WellMEC eliminates the challenges created by the ACA by providing employers with complete visibility and control over their health benefits while also managing the entire process for them, making it a total turn-key solution all under one roof. One of the most urgent challenges employers are facing is the fast-approaching October 1, 2013 deadline that requires by law written communication and education of their health plan and the existence of an exchange to all full time employees prior to October 1, 2013! The WellMEC compliance system manages exchange communications for employers, creating and delivering communications privately labeled to their business to all employees, all the while certifying plan documents to be compliant and taking care of benefit plan development, billing, eligibility, and enrollments.
“Employees can call and get answers to their health care questions from trained agents that are right here in the US,” said Mirts. “Not only that, but we also assist employees in filling out applications to the exchange to make sure they are completed properly – and to protect employers from steep excise taxes that are not tax deductible they would otherwise pay due to employees qualifying for subsidies.”
The penalties Mirts mentioned are steep, indeed.

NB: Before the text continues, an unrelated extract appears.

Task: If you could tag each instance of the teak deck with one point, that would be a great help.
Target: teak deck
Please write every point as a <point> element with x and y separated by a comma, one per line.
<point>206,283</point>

If an employer is subject to the penalty and fails to offer any full-time employee health coverage, and if any full-time employee enrolls in the exchange and receives a tax subsidy to purchase coverage, the employer is subject to a penalty equal to the number of the business’ full-time employees, minus 30, times $2,000 per year. If an employer offers its employees health insurance, but that coverage does not provide a “minimum value” as required by the law, or if the employee’s contribution for self-only coverage is greater than 9.5% of the employee’s household income, the employee is eligible to receive a tax subsidy to purchase coverage through the exchange. The employer must pay a penalty tax of $3,000 per year for each of these employees.
“These regulations have not been employer-friendly,” said Renfro.
In addition to paying a steep price for employees that qualify for a subsidy, those employees automatically become whistle-blowers under OSHA protection. This means that if employers treat them any differently, they could face a class-action lawsuit. What’s worse is that employers won’t find out which employees qualify for subsidies until January 1, 2015.
“These taxes and mandates have been the driving force behind the creation of WellMEC,” said Mirts. “Renfro is right; none of these regulations have been beneficial for employers and ultimately our economy. Thankfully, we’ve built a solution that helps employers attract, retain and motivate employees to stay, and stay healthy.”
WellMEC is protected by patent pending. ID 16202001.